After Run DMC feat Aerosmith's "Walk this way" the 90s were becoming dominated by rap metal, and bands were willing to add more controversy and explicit language to their music. Did Limp Bizkit take this to far? Too damn right they did! Not only do Limp Bizkit constantly say F-ck, show off their hate to other bands quite openly, but they also combine the genres way too much. Papa roach are considered rap metal, yet they don't combine metal head riffs from songs like Full Nelson, while the lead singer is using phrases like "Who's in da house", or in the middle of the album add in an R'n'B style beat like Getcha Groove on. At this time period though, this was taking things to the extreme, which the public always loved, but it is no surprise that todays Emo-pop-rock generation do not appreciate an album like this.

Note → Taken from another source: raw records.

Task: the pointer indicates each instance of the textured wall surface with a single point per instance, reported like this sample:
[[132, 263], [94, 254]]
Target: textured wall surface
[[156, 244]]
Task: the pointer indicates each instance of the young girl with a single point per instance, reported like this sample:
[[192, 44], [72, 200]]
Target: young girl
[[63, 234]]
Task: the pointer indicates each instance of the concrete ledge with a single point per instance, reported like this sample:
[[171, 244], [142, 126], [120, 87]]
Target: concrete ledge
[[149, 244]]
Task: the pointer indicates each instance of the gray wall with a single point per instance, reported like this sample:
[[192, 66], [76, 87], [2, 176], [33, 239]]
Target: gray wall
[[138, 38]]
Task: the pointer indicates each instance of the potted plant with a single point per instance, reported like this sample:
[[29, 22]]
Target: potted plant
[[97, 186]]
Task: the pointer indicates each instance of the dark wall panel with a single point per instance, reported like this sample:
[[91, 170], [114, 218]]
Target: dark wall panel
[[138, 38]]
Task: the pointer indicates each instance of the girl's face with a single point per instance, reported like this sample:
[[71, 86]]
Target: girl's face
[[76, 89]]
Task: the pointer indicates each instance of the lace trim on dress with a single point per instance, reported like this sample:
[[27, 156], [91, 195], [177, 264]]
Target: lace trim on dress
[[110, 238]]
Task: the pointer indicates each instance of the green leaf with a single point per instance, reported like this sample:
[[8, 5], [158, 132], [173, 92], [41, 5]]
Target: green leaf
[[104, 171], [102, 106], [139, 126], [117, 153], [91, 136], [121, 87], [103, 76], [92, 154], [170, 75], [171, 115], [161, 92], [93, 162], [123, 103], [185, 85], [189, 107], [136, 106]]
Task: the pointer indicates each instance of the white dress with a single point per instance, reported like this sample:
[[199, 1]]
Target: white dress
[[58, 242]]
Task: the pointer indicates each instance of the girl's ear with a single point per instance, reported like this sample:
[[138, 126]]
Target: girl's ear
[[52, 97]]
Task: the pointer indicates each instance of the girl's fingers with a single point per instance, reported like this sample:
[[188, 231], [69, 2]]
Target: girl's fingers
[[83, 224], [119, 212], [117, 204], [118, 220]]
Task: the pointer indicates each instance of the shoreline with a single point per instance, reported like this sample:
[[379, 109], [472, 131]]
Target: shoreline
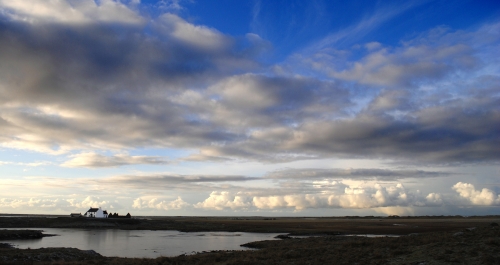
[[439, 241]]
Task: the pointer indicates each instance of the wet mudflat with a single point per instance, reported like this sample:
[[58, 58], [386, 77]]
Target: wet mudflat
[[430, 241]]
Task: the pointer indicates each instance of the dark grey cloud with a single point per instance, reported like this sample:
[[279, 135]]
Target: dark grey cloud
[[169, 83], [310, 174]]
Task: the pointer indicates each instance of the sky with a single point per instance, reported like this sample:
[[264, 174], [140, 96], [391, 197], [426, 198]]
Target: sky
[[250, 108]]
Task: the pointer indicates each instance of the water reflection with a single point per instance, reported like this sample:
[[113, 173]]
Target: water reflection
[[141, 243]]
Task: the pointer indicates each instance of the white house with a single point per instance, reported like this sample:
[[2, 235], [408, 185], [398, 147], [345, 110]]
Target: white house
[[96, 213]]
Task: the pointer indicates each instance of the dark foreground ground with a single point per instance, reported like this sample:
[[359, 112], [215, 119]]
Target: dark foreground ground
[[426, 241]]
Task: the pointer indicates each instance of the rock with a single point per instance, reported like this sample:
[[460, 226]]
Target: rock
[[91, 252]]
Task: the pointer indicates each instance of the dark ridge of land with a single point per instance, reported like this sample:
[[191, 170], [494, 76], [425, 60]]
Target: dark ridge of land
[[291, 225], [474, 245], [21, 234]]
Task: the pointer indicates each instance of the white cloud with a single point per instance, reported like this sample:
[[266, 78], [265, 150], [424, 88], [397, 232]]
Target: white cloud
[[155, 203], [224, 200], [477, 197], [53, 204], [94, 160], [67, 11], [352, 197], [88, 202]]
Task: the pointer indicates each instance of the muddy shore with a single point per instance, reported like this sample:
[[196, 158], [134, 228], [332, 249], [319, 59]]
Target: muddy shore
[[426, 241]]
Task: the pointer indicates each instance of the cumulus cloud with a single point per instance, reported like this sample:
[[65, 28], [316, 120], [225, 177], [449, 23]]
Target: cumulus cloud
[[94, 160], [98, 86], [155, 203], [477, 197], [351, 197]]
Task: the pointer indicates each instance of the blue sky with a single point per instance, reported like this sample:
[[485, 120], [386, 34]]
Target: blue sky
[[285, 108]]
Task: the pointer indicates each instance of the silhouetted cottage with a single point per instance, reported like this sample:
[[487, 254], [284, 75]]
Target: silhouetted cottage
[[96, 213]]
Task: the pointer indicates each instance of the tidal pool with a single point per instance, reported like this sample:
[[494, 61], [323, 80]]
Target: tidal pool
[[141, 243]]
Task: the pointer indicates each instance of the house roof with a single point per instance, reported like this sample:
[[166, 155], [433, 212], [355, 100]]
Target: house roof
[[93, 210]]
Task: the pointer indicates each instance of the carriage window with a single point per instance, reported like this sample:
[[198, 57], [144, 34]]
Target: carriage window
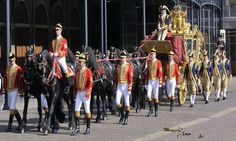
[[189, 45]]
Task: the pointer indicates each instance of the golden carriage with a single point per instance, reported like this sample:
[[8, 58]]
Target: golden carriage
[[182, 41]]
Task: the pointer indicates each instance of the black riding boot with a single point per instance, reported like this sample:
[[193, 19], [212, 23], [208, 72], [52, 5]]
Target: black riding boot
[[126, 117], [67, 85], [171, 105], [9, 128], [150, 108], [156, 109], [76, 131], [19, 120], [121, 115], [87, 131]]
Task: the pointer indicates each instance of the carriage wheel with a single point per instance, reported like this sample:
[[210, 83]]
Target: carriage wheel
[[182, 94]]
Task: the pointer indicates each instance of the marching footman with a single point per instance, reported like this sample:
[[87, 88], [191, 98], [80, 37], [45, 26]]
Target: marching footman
[[226, 74], [205, 73], [217, 75], [190, 74], [82, 88], [154, 77], [124, 87], [173, 78], [13, 85]]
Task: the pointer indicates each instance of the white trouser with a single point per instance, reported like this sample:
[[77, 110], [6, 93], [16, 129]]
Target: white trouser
[[44, 103], [62, 63], [12, 99], [171, 87], [153, 89], [224, 91], [192, 98], [80, 98], [122, 90]]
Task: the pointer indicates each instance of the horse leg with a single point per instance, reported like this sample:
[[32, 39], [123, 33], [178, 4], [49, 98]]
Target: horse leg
[[39, 111], [51, 112], [98, 118], [69, 105], [111, 101], [104, 103], [26, 103], [139, 86]]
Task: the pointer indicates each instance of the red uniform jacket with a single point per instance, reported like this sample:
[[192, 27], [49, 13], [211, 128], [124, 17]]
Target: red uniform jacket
[[59, 46], [172, 71], [83, 81], [12, 78], [125, 74], [154, 70]]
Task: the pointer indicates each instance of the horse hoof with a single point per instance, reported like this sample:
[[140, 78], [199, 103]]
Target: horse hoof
[[54, 131], [105, 118], [46, 132], [98, 121]]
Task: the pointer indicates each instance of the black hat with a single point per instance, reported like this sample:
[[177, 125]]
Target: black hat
[[58, 26], [29, 53], [82, 57], [123, 54], [12, 56]]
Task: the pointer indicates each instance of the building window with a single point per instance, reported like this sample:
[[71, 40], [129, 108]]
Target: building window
[[233, 10], [210, 27]]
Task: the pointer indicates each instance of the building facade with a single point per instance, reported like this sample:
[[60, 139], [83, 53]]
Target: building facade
[[32, 23], [229, 25]]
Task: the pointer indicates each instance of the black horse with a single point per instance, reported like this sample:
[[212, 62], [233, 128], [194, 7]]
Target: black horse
[[139, 64], [55, 84]]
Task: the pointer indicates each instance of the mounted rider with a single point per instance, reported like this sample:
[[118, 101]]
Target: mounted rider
[[172, 78], [190, 73], [83, 83], [206, 72], [59, 50], [154, 80], [124, 78]]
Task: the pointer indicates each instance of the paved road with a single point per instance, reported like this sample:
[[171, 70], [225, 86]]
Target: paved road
[[214, 121]]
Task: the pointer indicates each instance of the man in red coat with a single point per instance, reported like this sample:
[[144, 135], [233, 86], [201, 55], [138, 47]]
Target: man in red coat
[[59, 50], [13, 85], [154, 80], [124, 87], [82, 89], [173, 78]]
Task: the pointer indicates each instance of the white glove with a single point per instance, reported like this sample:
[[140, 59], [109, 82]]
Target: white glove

So why have I given it four stars? The answers is simple: The music is good! Wes dominated the writing of this album, and perhaps he is the missing factor of the band, and his departure is why the band are hated today. But this is not the issue. The fact is that this album topped the charts, got decent reviews, and lets face it, had you jumping around your room for three weeks. Look back to year 2000, Marilyn Manson, Blink 182, The bloodhound gang... none of these bands are selling particularly well today, but today's a different issue. If you like an hour of headbanging rap metal, Limp Bizkit are for you.
Dear oh dear
While I admit to jumping on the nu-metal band wagon following the emergence of Linkin Park and Papa Roach, I'm afraid that, unlike the former, Limp Bizkit have failed miserably to follow up their success of '3 Dollar Bill Y'all' and 'Significant Other' with a decent album. This latest offering from the Philadelphia quintent have completely thrown my fading opinion of their music right over the edge. Decent guitar riffs and drumming are accompanied by drab lyrics and Fred Durst's increasingly irritating whining voice, which cannot be defined as uniquely pleasurable to listen to. Such examples of bad lyrics range from the opener on 'My Generation': "Limp Bizkit, f**king up your town/we're downloading the shockwaves/all the ladies in a cage/so getcha groove on" to Mr. Durst's deluded belief that 'leadership' rhymes with 'leave your s***' on 'My Way.' While the rock anthem of the summer, 'Take A Look Around' catapulted Limp Bizkit very much into the mainstream, the basic fact is they are at best, an unintelligent nu-metal band, whose musical ability, will at best appeal to your younger brother but no one of much higher musical intellect or taste. All in all, a bunch of moshpit friendly songs, accompanied with lame album fillers that really belongs in the bin rather than your record collection.